As I’m sure everyone remembers, in May of 2020 a black man George Floyd was murdered on video by Minneapolis police officer Derek Chauvin, setting off a month of protests across the country.

These protests were clearly a reckoning on race for the U.S., but they were also a flashpoint for press freedom. In 2020 we documented a nearly 700 incidents specifically at Black Lives Matter protests.

For scale the previous three years respectively each saw fewer than 180 incidents. Our staff worked around the clock to meticulously report and document every incident. Again, each of these incidents is published on our website and you can browse the website for those individual reports, but we can also put these incidents into context by charting the aggregate data.

All of these charts were created in Observable, by the way, in a notebook we’ll share at the end.

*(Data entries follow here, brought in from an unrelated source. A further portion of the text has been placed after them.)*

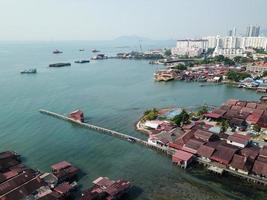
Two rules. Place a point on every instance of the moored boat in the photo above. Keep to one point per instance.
(29, 71)
(60, 65)
(82, 61)
(95, 51)
(57, 51)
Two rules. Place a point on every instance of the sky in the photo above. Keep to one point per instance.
(109, 19)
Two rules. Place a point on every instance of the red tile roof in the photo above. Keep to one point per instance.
(239, 138)
(192, 145)
(205, 151)
(61, 165)
(203, 134)
(254, 118)
(251, 105)
(224, 153)
(63, 188)
(263, 152)
(250, 152)
(182, 155)
(240, 162)
(260, 168)
(231, 102)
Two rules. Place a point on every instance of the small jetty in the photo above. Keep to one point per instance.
(76, 117)
(81, 61)
(29, 71)
(57, 51)
(60, 65)
(95, 51)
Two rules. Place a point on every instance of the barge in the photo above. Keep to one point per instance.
(29, 71)
(57, 51)
(81, 61)
(60, 65)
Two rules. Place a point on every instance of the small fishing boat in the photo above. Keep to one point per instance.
(57, 51)
(60, 65)
(29, 71)
(82, 61)
(95, 51)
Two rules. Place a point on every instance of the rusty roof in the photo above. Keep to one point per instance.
(239, 138)
(205, 151)
(61, 165)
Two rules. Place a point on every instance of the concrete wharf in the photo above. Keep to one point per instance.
(106, 131)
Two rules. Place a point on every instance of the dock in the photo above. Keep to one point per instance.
(99, 129)
(211, 166)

So here, digging into just 2020, you can see how incidents spike in May when protests begin and slowly taper off, but not return to baseline levels, as protests continue over the course of the rest of the year.

This was a timeline of incidents I created in Observable for our website and it actually uses our API to provide quite a bit of interactivity. You can hover over each of the incidents to get details about the specific incident and you can use the highlight menu at the top to call out incidents by city or even by who the aggressor was in each situation. I encourage you to visit the chart and interact with it yourself, but I just want to show off one particular view of it.

If you ask the dropdown to highlight incidents where the assailant was law enforcement, you can see that the majority of physical attacks on journalists during the protests were perpetrated by law enforcement officers.

Here’s one other chart I particularly like where we took the top 10 cities by number of incidents and charted them cumulatively over time. You can see how the protests start in Minneapolis in late May and then quickly spread to other cities, but I think Portland is a particularly interesting to follow here, because you can how a pretty steady stream of aggressions against journalists covering the protests quite immediately followed the deployment of Homeland Security agents to Portland.

I want to share a couple other notebooks I created that were not specific to the George Floyd Protests but that I think are really good examples of the power of having an open API like ours and the ability to explore it with Observable.

I created this beeswarm graphic to mark the fifth anniversary of the Tracker. Since I used the API as its data source, it has continued to update itself, now displaying nearly six full years of aggressions against press freedom.

The last example I want to show is not a chart but an internal tool I created for our editorial team, which I think really demonstrates the power of having an open API like this and being able to use Observable to quickly explore it. This is a notebook that queries the API and then runs a series of checks on our database to look for inconsistencies, for example, incidents that are missing a city or may have missing location data or even are missing specific data fields that are supposed to be associated with a particular category.

As mentioned, all the charts presented here are on Observable so you can poke at them there.

And now I’m happy to answer questions people have and Paul will join me to play with some of the data in a live notebook.